A controversial change due to be brought about in the proposed Renters’ Reform Bill is the abolition of Section 21 evictions, which is intended to ‘professionalise’ the private rented sector.
However, research carried out by Leaders Romans Group (LRG) has found that Section 21 is rarely overused, and even more rarely misused.
Currently, Section 21 of the Housing Act 1988 allows landlords to evict tenants without having to give a reason and tenants’ representatives believe that this leaves them vulnerable to so-called ‘no fault’ eviction and so afraid to complain to their landlord.
However, LRG surveyed 271 landlords across its estate agency brands Gibbs Gillespie, Hose Rhodes Dickson, Leaders, Moginie James, Portico, Romans and Scott Fraser and found that 80% of landlords have never used Section 21. Of those that had, 6% did so when the tenant was in breach of the lease and only 3% where the tenant was not in breach of the lease.
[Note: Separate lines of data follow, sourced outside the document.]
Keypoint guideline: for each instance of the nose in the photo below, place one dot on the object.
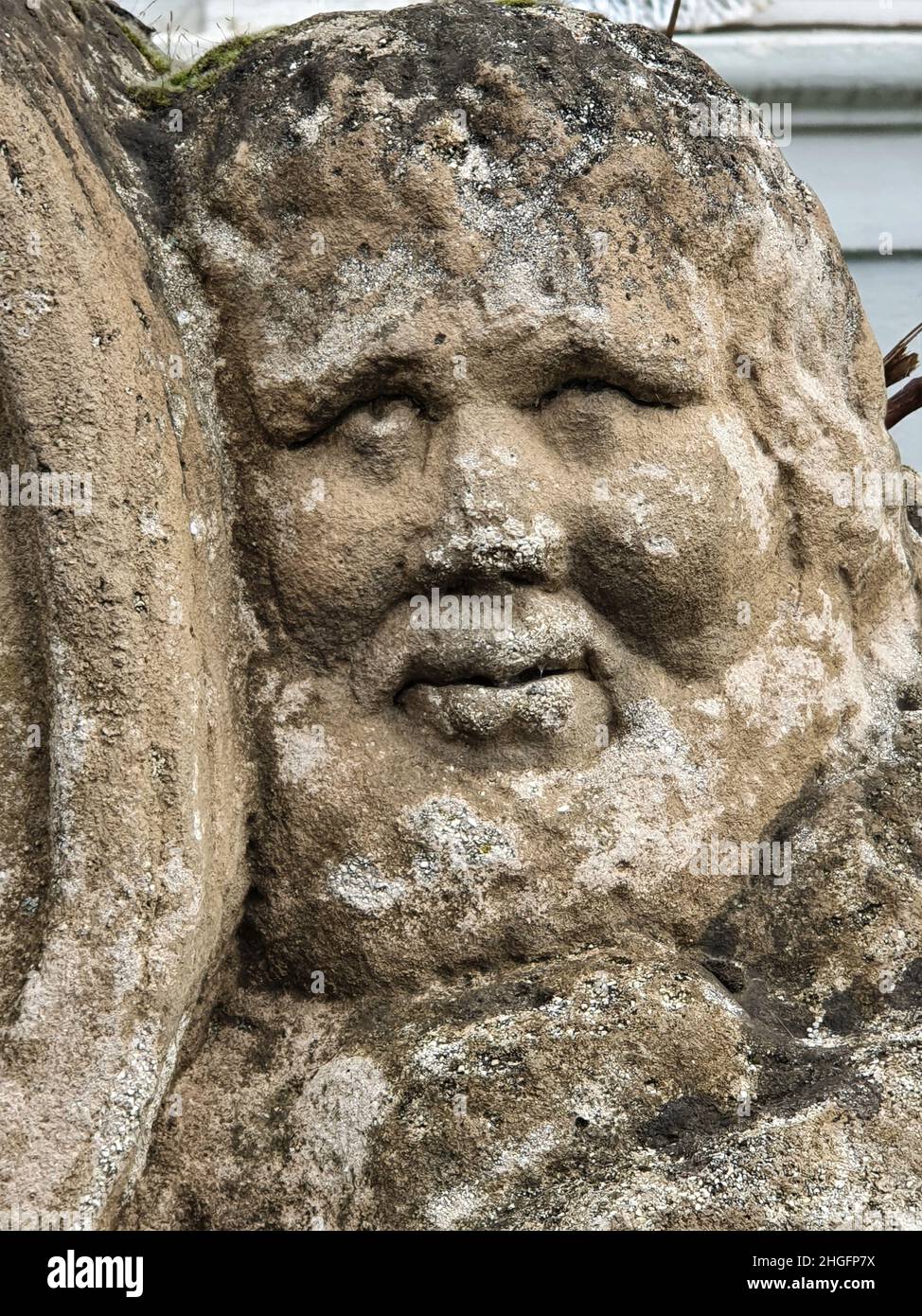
(503, 515)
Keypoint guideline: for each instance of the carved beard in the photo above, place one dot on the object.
(389, 852)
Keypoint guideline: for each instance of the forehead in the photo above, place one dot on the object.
(385, 263)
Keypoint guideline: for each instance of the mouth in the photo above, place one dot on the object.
(532, 705)
(541, 685)
(487, 681)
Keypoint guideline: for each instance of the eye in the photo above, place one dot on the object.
(368, 421)
(600, 385)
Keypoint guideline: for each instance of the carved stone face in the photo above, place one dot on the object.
(487, 365)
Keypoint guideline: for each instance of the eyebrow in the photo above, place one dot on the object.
(308, 407)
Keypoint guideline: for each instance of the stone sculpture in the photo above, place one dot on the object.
(479, 776)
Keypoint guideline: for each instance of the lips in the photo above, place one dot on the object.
(533, 681)
(523, 709)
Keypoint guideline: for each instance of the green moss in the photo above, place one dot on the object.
(200, 75)
(158, 62)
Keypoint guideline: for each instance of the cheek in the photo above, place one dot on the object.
(340, 549)
(671, 562)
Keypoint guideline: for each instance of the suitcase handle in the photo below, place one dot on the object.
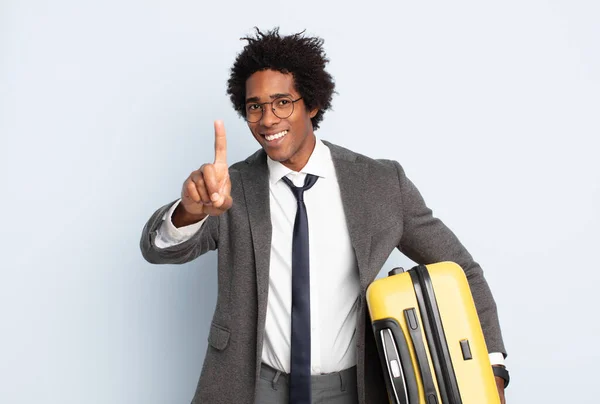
(398, 371)
(418, 345)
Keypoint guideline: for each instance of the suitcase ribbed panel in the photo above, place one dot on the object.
(388, 298)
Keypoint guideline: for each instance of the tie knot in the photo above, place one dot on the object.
(298, 192)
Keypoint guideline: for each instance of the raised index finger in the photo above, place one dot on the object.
(220, 143)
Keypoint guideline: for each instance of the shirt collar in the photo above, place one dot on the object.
(319, 164)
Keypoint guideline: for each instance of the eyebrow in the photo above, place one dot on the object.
(272, 96)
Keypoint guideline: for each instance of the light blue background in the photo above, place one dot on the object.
(106, 106)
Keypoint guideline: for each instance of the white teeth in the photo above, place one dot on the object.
(276, 136)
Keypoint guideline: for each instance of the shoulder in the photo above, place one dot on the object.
(378, 166)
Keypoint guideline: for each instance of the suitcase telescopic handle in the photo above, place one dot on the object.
(416, 336)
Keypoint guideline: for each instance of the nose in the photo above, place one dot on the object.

Allison Thompson, national lettings managing director at LRG, commented: “Leaders Romans Group, along with the majority of our landlords, is committed to raising standards. But while we are fully supportive of ‘professionalising’ the private rented sector, many of the proposed changes, including the repeal of Section 21, would pose new challenges to landlords which could penalise both landlords and tenants.
“It is important to bear in mind that private landlords are vital to meeting increased demand in the rental sector and that unnecessary measures which would result in an exodus of landlords from the market would be detrimental to rental affordability.”
LRG also believes that the government should rethink its proposals surrounding assured shorthold tenancies (ASTs). It has been suggested that tenants should be permitted to serve notice of two months’ at any point, but LRG believes this would create considerable uncertainty for landlords, which is “unwelcome in an already challenging market”.
Thompson said: “There has been a request to amend this, so that two months’ notice is only permissible when the tenant had been in the property for at least four months. This compromise would provide some further security for landlords, while allowing flexibility for tenants.”